By Mitch Wagner | January 2021
The COVID-19 quarantine has created an explosion in demand for streaming video, whether we’re weeping with the family on This Is Us or solving crimes with NCIS. All that streaming has also created a chance for fraud, in the form of bots pretending to be people streaming shows in order to cash in ad dollars.
But if there’s one thing NCIS’s special agent Leroy Jethro Gibbs has taught us, it’s that those crooks always slip up in some way. Cybercrooks included, it seems—as a team of Oracle researchers learned when finding what they believe is the largest connected TV ad fraud operation ever exposed.
“We look for tells, things the fraudsters forget. When you attempt to cover your tracks, you always forget some small thing,” says Chris Tsoufakis, Oracle Moat vice president of engineering for measurement products.
Since August, the Oracle team was tracking “StreamScam,” a scheme that spoofed more than 28.8 million US valid household IP addresses, including 3,600 apps and 3,400 unique models of connected TV (CTV).
The team that found the scam works on a service called Oracle Moat, which provides measurement and transparency for digital advertising on the web, smartphones, and connected TVs.
“A big part of what we do is, ‘Was this ad seen by a human as opposed to a bot?’” Tsoufakis says. Digital ads can run on many platforms—phones, computers, apps, web browsers, gaming consoles, or a CTV device such as a Roku or Apple TV. Advertisers want their ads to be seen by humans, but sometimes the ad is accessed by a bot. That’s not always for fraudulent reasons—often the bot is an internet crawler deployed by a search engine.
“Ultimately, in the end, you have a human trying to defraud other humans. They’re going to make mistakes.”
As part of its monitoring, Oracle Moat tracks the types of devices the ads are supposedly being displayed on, using automated tools in conjunction with Oracle analyst teams. Oracle Moat started seeing anomalies.
“Ultimately, in the end, you have a human trying to defraud other humans. They’re going to make mistakes,” says Aaron Eppert, Oracle Moat senior director for software development.
For example, Oracle Moat spotted an unusual number of IP addresses showing six CTV devices per IP, where most households have one or two. The service started seeing an unusual mix of devices, such as Roku, Apple TV, and Google TV devices, disproportionate to real-world consumer usage patterns. Oracle Moat also detected ads supposedly played on Roku devices, yet the claimed device models and software versions were no longer in use among the general population of real Roku users.
After first detecting the botnet in August, the Oracle Moat team rapidly developed signatures to detect the botnet’s presence, similar to the way security researchers develop signatures for particular viruses. Moat deployed those signatures for Oracle Moat customers on September 11. The Oracle Moat team is also sharing information with the Trustworthy Accounting Group (TAG), a global initiative to stop criminal activity and increase trust and transparency in digital advertising.
This isn’t the first big scam Oracle cybersecurity researchers uncovered. In 2019, they uncovered malware dubbed DrainerBot that hijacked Android smartphones to secretly rack up phony video play requests, draining people’s phone batteries and ballooning their data bills in the process.
The connected TV scam works by taking advantage of the network architecture used to distribute video ads. Ads are delivered by a server called the supply-side platform, and the programming is delivered by content servers. The server-side ad insertion (SSAI) server merges the two streams and delivers them to the consumer device, to allow seamless transitions between programming and ads.
Within that process, Oracle Moat inserts “measurement pixels” that report on where the ad is served, to verify that the ad was delivered.
“Our numbers end up becoming a currency. Advertisers only want to pay for impressions that have been verified by Oracle Moat,” Eppert says.

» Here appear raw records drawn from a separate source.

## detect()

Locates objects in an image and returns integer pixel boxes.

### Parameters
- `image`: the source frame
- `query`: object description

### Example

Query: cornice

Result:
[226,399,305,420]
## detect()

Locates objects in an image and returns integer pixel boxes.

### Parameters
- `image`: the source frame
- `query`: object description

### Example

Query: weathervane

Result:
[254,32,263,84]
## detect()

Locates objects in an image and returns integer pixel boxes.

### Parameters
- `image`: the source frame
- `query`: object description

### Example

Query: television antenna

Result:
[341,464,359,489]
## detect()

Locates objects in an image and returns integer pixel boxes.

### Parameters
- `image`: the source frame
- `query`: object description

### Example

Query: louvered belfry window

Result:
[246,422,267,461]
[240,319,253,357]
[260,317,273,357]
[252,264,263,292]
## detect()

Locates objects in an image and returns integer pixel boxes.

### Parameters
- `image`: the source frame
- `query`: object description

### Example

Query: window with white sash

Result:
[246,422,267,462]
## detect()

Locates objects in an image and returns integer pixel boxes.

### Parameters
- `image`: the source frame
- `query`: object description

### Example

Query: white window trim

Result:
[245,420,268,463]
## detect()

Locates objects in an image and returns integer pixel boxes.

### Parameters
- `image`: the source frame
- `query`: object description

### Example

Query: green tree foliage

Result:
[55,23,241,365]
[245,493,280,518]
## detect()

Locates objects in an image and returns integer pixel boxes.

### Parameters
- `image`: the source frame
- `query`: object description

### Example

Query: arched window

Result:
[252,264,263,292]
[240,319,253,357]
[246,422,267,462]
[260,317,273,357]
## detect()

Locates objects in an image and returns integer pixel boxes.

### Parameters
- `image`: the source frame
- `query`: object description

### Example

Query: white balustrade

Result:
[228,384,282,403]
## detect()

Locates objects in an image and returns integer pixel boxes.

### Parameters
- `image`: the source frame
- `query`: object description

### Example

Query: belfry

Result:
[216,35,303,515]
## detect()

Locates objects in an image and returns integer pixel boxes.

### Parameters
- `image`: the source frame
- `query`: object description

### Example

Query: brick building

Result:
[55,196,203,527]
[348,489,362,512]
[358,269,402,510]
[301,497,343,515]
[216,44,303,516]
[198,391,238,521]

StreamScam replaces the SSAI server and consumer device with its own software. The bot network sells ad space to middlemen who sell to other middlemen who eventually sell to ad buyers—companies looking to put ads for shampoo or some other product in front of potential customers. Publishers, ad tech platforms, and advertisers use services like Oracle Moat to verify that ads were served to consumers. But StreamScam, it is believed, is defrauding everybody it does business with because bots, not people, are viewing the ads. And bots don’t buy shampoo.
By detecting the fraud, Oracle Moat helps protect ad buyers and everybody in the ecosystem.
Oracle Moat’s research team began focusing on ad fraud threats in CTV in early 2019, during a meeting in New York City with Oracle teams based there and another that came in from Tel Aviv.
“Nobody knew connected TV was going to explode in 2020,” Eppert says. But the team saw that CTV was becoming a big advertising channel and the next opportunity for fraudsters, and Oracle Moat moved quickly to provide services to this growing market. They developed methods and systems to measure and verify impressions.
Says Eppert: “This happened the way all great things are born in analysis and engineering—it started with a whiteboard.”
Mitch Wagner is a senior writer at Oracle. He was previously executive editor at Light Reading and at InformationWeek.